TV Ads in the Age of DVRs
November 24th, 2008 | Sources: EconomistSubjects: Consumerism, Media, Technology
In the Jurassic period of the information age, otherwise known as the late 1970s, there were no cable-ready TVs, electronic games or cell phones and of course there was no Internet. Times were good for TV marketers. They could reach 90% of US households with prime-time ads on just 3 networks.
In 2008, they would be happy to reach 30% with such a strategy, and DVRs mean viewers can skip the ads anyway.But now things might be looking up for TV ad sellers.

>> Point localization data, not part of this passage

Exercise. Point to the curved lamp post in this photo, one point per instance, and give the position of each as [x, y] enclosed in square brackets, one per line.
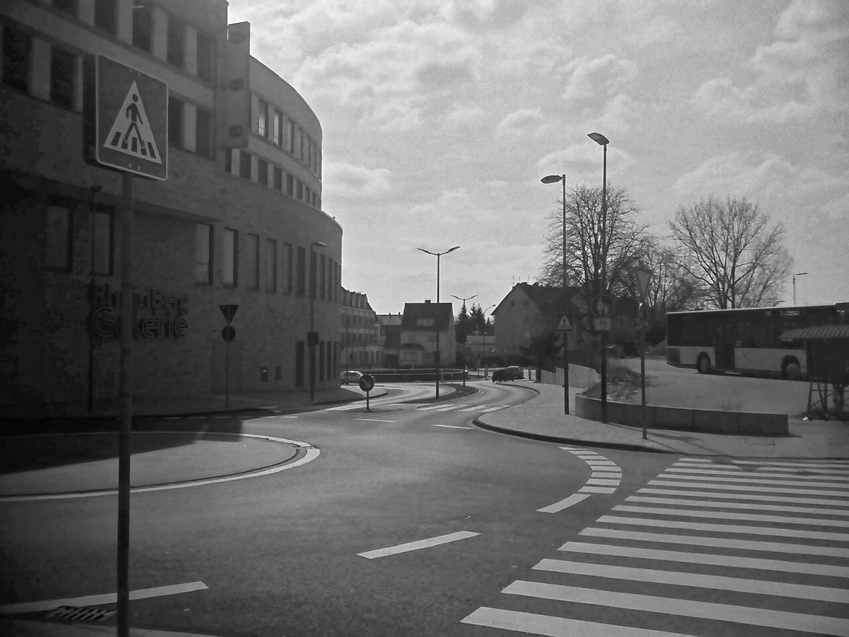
[435, 321]
[600, 139]
[553, 179]
[313, 335]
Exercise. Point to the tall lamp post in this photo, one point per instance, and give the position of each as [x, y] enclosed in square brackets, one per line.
[312, 339]
[435, 321]
[600, 139]
[553, 179]
[794, 284]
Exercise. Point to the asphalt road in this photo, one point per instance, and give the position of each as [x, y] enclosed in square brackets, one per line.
[303, 552]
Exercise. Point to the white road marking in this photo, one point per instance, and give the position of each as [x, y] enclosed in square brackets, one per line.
[701, 540]
[686, 557]
[549, 626]
[746, 487]
[420, 544]
[725, 528]
[97, 600]
[777, 619]
[311, 454]
[565, 503]
[724, 515]
[718, 582]
[736, 505]
[745, 496]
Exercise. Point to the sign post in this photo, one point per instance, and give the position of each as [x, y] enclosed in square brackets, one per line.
[565, 324]
[228, 334]
[126, 120]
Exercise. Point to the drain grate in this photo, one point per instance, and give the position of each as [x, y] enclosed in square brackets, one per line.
[76, 613]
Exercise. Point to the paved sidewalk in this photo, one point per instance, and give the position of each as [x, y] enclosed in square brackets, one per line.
[542, 418]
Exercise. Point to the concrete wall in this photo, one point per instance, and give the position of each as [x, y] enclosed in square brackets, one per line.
[699, 420]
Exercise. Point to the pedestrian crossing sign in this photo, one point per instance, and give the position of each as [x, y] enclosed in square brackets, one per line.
[131, 119]
[565, 322]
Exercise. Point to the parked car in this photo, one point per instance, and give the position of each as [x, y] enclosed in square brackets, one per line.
[350, 376]
[508, 373]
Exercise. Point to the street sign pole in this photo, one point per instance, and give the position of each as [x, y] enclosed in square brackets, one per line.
[128, 213]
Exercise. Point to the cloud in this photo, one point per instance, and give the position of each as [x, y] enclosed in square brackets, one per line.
[348, 181]
[800, 76]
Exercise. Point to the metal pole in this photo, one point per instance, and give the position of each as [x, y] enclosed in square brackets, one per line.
[126, 404]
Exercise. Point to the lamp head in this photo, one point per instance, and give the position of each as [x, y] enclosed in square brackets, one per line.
[598, 138]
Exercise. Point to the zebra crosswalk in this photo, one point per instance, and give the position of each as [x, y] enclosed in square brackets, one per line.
[705, 548]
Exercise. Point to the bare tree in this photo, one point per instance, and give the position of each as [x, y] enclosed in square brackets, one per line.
[731, 253]
[597, 263]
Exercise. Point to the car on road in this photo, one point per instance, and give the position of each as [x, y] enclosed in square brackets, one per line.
[350, 376]
[508, 373]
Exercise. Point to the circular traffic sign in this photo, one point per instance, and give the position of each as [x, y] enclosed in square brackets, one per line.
[366, 382]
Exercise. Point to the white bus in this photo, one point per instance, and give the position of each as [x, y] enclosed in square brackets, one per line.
[746, 340]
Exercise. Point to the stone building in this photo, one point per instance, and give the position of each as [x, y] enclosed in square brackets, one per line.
[237, 221]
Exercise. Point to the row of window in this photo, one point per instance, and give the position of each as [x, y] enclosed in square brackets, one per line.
[258, 170]
[280, 268]
[177, 48]
[272, 124]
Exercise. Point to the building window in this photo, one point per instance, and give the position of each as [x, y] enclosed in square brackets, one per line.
[105, 16]
[229, 258]
[262, 119]
[205, 57]
[203, 253]
[286, 260]
[175, 122]
[203, 133]
[16, 55]
[58, 239]
[102, 251]
[176, 42]
[301, 271]
[244, 165]
[142, 26]
[62, 66]
[252, 262]
[270, 257]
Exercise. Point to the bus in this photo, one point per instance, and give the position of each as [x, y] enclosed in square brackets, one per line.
[746, 340]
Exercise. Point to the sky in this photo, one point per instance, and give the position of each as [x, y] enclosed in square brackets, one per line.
[440, 117]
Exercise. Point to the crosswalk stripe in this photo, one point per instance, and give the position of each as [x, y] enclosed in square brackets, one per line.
[549, 626]
[698, 580]
[725, 528]
[717, 542]
[680, 471]
[724, 515]
[757, 480]
[745, 496]
[682, 607]
[687, 557]
[736, 505]
[746, 487]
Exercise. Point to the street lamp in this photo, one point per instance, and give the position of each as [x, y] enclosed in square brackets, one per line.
[600, 139]
[553, 179]
[435, 321]
[794, 284]
[312, 337]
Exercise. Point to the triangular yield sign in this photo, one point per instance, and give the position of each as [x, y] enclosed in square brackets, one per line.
[131, 133]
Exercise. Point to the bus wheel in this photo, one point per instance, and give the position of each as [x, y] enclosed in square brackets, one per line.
[791, 369]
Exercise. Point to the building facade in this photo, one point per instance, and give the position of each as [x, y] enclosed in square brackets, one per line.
[238, 221]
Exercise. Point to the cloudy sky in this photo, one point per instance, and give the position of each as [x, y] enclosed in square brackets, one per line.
[441, 116]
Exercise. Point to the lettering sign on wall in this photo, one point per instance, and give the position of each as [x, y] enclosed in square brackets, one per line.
[155, 314]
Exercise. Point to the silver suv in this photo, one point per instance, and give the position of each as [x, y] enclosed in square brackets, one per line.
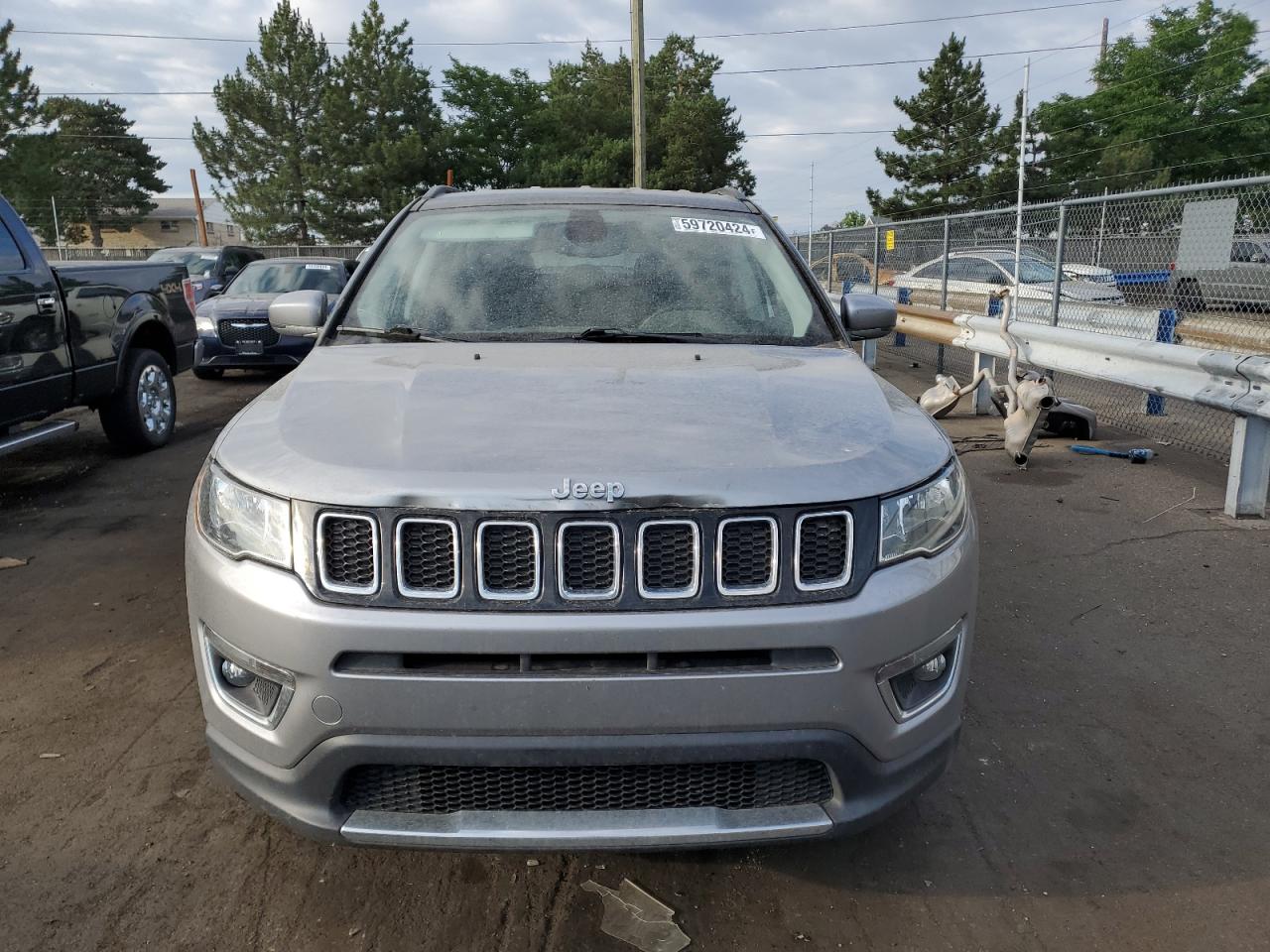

Researchers from the Carroll School of Management at Boston College have found that TV advertisements can influence brand preferences even when viewed in fast forward mode.
James Gips and Adam Brasel tracked the eye-movements and subsequent brand selections of participants watching a nature documentary on TV. The scientists showed that viewers focus intensely on the screen while fast forwarding commercial sequences so they don’t miss the start of normal programming.
In fact they’re paying closer attention than when ads are displayed at normal speed.
This explains why fast-forwarded brand images displayed for just a third of a second influenced future preferences, but only if they were centered on the screen and surrounded by little clutter.
The scientists had inserted ads for Flake and Aero, two UK chocolate bars unfamiliar to most US viewers. Study participants fast-forwarding though ads in which the brand logo was displayed simply and on center screen were twice as likely to choose that brand during follow-up. Such preferences were not observed when ad lay-out deviated from the centered, uncluttered presentation.